Dagong Maintains the Credit Ratings of the Hong Kong Special Administrative Region of the People's Republic of China

发布时间:2017-03-02 11:39:21    点击:

  Dagong Maintains the Credit Ratings of the Hong Kong Special Administrative Region of the People's Republic of China

  Dagong Global Credit Rating Co., Ltd.

  March 2, 2017

  Dagong Global Credit Rating Co., Ltd. (“Dagong”) has decided to maintain both the local and foreign currency credit ratings of the Hong Kong Special Administrative Region of the People’s Republic of China (“SAR”, “Hong Kong”) at AAA, each with a stable outlook. Despite intensified political differences, social tensions and mounting downward pressure on the economy, under the framework of the Basic Law and the macro-prudential measures of the SAR government, the debt repayment environment of Hong Kong remains stable. With sizable fiscal reserves and foreign exchange reserves the debt burden upon the government is minimal. Therefore, the government’s local and foreign currency solvency remains extremely strong.

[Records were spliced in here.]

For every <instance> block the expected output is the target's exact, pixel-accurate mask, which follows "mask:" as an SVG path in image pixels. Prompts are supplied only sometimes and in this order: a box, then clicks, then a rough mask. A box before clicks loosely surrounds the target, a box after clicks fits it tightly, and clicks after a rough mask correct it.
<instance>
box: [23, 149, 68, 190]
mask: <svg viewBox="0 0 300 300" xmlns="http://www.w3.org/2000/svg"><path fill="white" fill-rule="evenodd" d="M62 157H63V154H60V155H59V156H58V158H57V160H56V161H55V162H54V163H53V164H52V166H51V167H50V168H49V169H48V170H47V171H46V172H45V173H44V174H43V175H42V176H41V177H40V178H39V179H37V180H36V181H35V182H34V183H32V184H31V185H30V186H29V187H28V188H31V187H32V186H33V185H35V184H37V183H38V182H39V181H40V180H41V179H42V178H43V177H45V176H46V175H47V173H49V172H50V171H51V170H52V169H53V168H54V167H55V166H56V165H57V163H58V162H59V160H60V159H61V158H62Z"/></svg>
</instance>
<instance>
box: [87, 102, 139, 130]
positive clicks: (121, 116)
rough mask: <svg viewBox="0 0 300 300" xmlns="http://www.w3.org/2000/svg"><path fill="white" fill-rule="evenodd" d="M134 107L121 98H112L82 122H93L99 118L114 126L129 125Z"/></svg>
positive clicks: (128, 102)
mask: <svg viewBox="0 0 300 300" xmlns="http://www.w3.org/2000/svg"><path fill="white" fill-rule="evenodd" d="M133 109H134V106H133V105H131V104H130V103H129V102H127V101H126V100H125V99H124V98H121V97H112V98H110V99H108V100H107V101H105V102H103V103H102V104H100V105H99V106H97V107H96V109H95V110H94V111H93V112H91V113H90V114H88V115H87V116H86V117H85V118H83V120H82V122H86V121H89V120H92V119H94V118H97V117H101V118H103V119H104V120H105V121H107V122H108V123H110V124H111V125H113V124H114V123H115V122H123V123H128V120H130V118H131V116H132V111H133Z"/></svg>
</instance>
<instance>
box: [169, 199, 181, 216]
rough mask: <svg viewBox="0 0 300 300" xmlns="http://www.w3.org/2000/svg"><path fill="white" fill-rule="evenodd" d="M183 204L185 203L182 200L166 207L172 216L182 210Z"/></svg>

  The principal reasons for maintaining the sovereign credit ratings of Hong Kong are as follows:

  1. The debt repayment environment remains stable. Despite an increase in the number of seats held by pan-democrats in the Legislative Council Elections in September 2016 which has exacerbated social tensions, the political situation in Hong Kong remains stable under the framework of the Basic Law and the "one country, two systems" policy. While introducing policies to improve people's livelihoods and consolidate the advantages of traditional industries, the SAR government has promoted industrial diversification and developed scientific and technological industries. These efforts will alleviate the short-term economic downward pressure. At the same time, the government's prudential macro-control will sustain the resilience of the financial system.

  2. Although the pressure of an economic downturn will build up in the short-term, Hong Kong will maintain its great long-term economy growth capacity. Influenced by the anemic global economic recovery and the Mainland’s economic slowdown, the decline in the number of tourists vis-à-vis increased tourism competition will continue to slow down activity in the tourism and retail sectors. The re-export trade and service exports will continue to be under pressure. Under a background of the Federal Reserve’s interest rate rise, Hong Kong has tightened its monetary policies and the real estate market has come under pressure. This will further curb consumption and investment. It is expected that Hong Kong's economic growth will slow to 1.7% in 2017. In the medium and long terms, Hong Kong has obvious institutional, geographical and industrial advantages. The development of innovation and technology, promotion of re-industrialization and the continuing process of integration with the Mainland’s economy will provide new opportunities for Hong Kong’s economic development. Therefore, Hong Kong’s average economic growth rate is expected to be 2.6% during 2018-2022.

  3. In the short term, the fiscal surplus will narrow, but sufficient fiscal reserves will guarantee stable repayment sources for the SAR government. In the short term, due to the need to boost the economy and relieve social strains, tax reductions and other mitigation measures and increased spending on improving people’s livelihoods will cause the SAR government’s fiscal surplus to shrink further. It is thus expected that the fiscal surplus will be 1.5% in FY2017/18 and 0.1% in FY2018/19. In the medium term, a seriously aging population will increase the fixed expenditure of the SAR government, and structural deficits will appear. Nonetheless, the fiscal surplus which has been in place for many years has allowed the government to accumulate sizable fiscal reserves. The SAR government’s forward-looking plans - to establish a future fund and housing reserve, and implement a 10-year hospital development plan - will ensure long-term fiscal stability. Hence, the government will have stable repayment sources over the long run.

  4. With a minimal debt burden, the local and foreign currency solvency of the SAR government will remain resilient. In 2016, the SAR government's debt burden rate was 4.9%, and it is expected to remain at an extremely low level of 5.0% and 5.1% in 2017 and 2018, respectively. The sizable fiscal reserves and excellent market financing capacity will continue to protect the local currency solvency of the SAR government. At the same time, the continuing current account surplus will underpin Hong Kong's international net debtor status. By the end of 2016, Hong Kong’s international reserves accounted for 122.2% of GDP, and that will also provide strong protection for the foreign currency solvency of the SAR government.

  In the short term, continued weakness in the external trading environment and the slowdown in the Mainland's economy will negatively affect Hong Kong's economic growth; yet, under the SAR government's prudent governance, moderate economic growth will be sustained and financial risks will be contained. The sound fiscal conditions, a very low debt burden, and sufficient fiscal and international reserves will provide strong protection for the local and foreign currency solvency of the SAR government. Therefore, Dagong has decided to maintain a stable outlook for both the local and foreign currency credit ratings of Hong Kong for the next one to two years.